Il ne faisait que voguer parmi les pensées chaotiques qui agitaient sa boîte crânienne. Elle revoyait son enfance dans les montagnes, ses moments passés avec Armin et les Jäger à Shinganshina, les excès alimentaires spectaculaires de Sasha, leurs entraînements lorsqu'elle était entrée dans l'armée...et surtout les moments particuliers qu'elle avait récemment passés avec Levi. À présent, tous ses sentiments lui paraissaient plus clairs, plus limpides, plus forts.
Il l'avait éveillée. Ses mots avaient brisé ses chaînes pourtant si solides, si vieilles. Cela relevait de l'exploit. Le même sang tâchait à présent leurs mains, les liant d'une manière si forte que Mikasa ne parvenait pas à la concevoir.

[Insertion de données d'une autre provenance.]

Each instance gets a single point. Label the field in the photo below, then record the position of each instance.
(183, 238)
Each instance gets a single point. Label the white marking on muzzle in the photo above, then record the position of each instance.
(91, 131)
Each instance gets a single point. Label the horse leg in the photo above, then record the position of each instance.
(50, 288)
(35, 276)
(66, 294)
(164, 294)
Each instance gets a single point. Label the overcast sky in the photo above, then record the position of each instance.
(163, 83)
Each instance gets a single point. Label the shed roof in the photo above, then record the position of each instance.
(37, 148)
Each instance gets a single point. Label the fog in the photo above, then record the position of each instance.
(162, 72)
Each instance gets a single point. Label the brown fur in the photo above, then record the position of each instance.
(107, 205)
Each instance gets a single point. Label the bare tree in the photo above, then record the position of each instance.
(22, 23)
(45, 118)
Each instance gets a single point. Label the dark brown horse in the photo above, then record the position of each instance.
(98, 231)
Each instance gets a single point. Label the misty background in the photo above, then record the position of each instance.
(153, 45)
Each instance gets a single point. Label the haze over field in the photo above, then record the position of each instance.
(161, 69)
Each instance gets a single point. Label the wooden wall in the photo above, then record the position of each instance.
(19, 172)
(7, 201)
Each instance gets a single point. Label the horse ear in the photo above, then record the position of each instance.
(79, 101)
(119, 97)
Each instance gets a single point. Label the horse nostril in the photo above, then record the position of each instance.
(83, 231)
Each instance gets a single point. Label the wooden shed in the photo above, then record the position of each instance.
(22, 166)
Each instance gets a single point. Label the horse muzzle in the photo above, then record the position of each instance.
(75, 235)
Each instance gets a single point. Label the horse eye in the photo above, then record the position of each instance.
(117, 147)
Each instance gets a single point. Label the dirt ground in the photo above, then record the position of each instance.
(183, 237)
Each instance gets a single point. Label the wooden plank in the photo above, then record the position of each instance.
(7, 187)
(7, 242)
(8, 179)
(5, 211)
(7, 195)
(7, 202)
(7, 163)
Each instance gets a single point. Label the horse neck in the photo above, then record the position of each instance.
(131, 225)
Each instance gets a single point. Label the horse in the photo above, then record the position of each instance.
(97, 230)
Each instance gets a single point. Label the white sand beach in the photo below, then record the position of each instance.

- C'est ici, annonça Levi.

Sa voix avait un timbre particulier, elle était grave et dégageait un certain charisme. La jeune femme frissonna: elle ne s'en était jamais rendue compte auparavant, et elle se demanda pourquoi elle se mettait à remarquer des détails aussi insiginfiants. Peut-être était-ce ça la vie, après tout: une accumulation heureuse ou malheureuse de détails insignifiants.
Elle se força à sortir de ses pensées et leva la tête pour finalement apercevoir une grande bâtisse.
Des lumières orangées filtraient à travers les carreaux fins des fenêtres, illuminant l'obscurité, et la soldate remarqua que la maison était isolée, ce qui lui sembla inhabituel puisque jusqu'ici, elle n'avait vu dans la ville souterraine que des habitations enchevêtrées, s'écrasant les unes sur les autres dans un chaos architectural.
La perspective de ne pas se retrouver jetée au milieu de la population la rassura: dans cette cité, elle avait la désagréable impression d'être entourée de charognards.

Levi, lui, se força à ne rien laisser paraitre lorsqu'il vit cet endroit où il avait si longtemps vécu. C'était dans cette maison que se trouvait autrefois le Q.G de son organisation illicite. C'était là qu'un jour Isabel était apparue et que Farlan et lui étaient venus à son secours, c'était là aussi qu'ils avaient tous trois accepté la mission qui allait bouleverser sa vie à lui et mettre fin à celles de ses deux amis.
Mais il ne pouvait pas flancher, il n'en avait pas le droit: il savait que la soldate aux cheveux noirs était tourmentée; il ne pouvait donc pas se permettre de faiblir. Il l'avait poussée à tuer cet homme, à libérer ses sentiments: s'il cédait maintenant, elle chuterait aussi. Il devait maintenant porter cette responsabilité sur ses épaules, être un roc pour elle, quelqu'un auquel elle pourrait s'accrocher. Leurs existences étaient à présent dépendantes, parallèles, identiques, comme si chacune était le miroir de l'autre.